Top motivational speaker and ex-MK Dons footballer Drewe Broughton explains how we had a great opportunity, but feels little has changed.
Fear. It’s governed the hearts of humans for as long as history can remember. It’s both a motivator and
Sometimes I feel like I’ve done a PhD and I’m the professor of fear. It dominated me for so long, as long as I can remember.
It made me unable to enjoy the moment, it ruined family holidays, it ruined relationships, it stole the joy and happiness from so many moments.
I fell in love with football, as many young boys do at aged eight. It was a powerful love affair, I was obsessed by this incredible game. I had an overwhelming passion and purpose, it was alive and on fire.

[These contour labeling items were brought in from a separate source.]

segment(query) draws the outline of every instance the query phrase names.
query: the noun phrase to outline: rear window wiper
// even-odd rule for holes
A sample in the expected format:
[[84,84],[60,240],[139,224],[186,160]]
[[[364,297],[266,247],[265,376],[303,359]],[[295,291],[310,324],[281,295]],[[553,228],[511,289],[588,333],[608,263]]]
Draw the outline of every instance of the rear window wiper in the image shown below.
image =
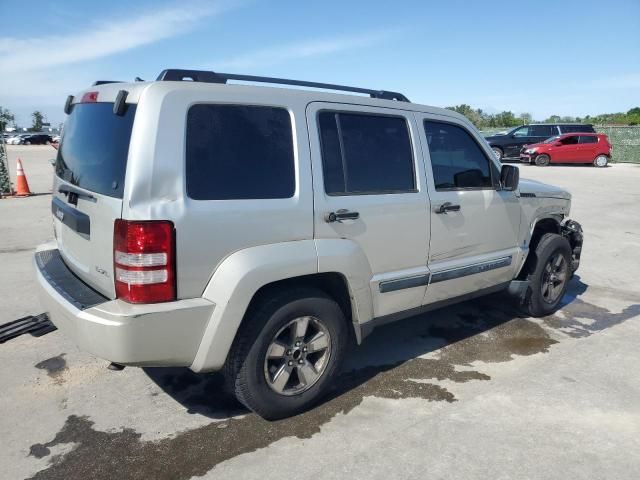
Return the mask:
[[94,197],[90,193],[83,192],[79,188],[72,187],[71,185],[60,185],[58,187],[58,192],[59,193],[64,193],[65,195],[69,195],[70,193],[73,193],[73,194],[75,194],[75,195],[77,195],[78,197],[81,197],[81,198],[87,198],[87,199],[93,200],[93,201],[96,200],[96,197]]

Slowly through the years of 12, 13, 14 and 15, the flames of passion were extinguished by the waves of fear. Such was the purpose, I hung on to my little branch of truth as I was washed down the violent river of fear for 17 years.
When I washed up on the rocks at 33, tattered, torn, gaunt and unrecognisable from the boy with love in his heart, I was at a crossroads.
Death or enlightenment. I say death because at the time the thought of continuing in this pain was
just so, so hard to accept.
To this day on my morning gratitude list is point No.1. I am grateful for the suffering, that led me to this incredible wisdom.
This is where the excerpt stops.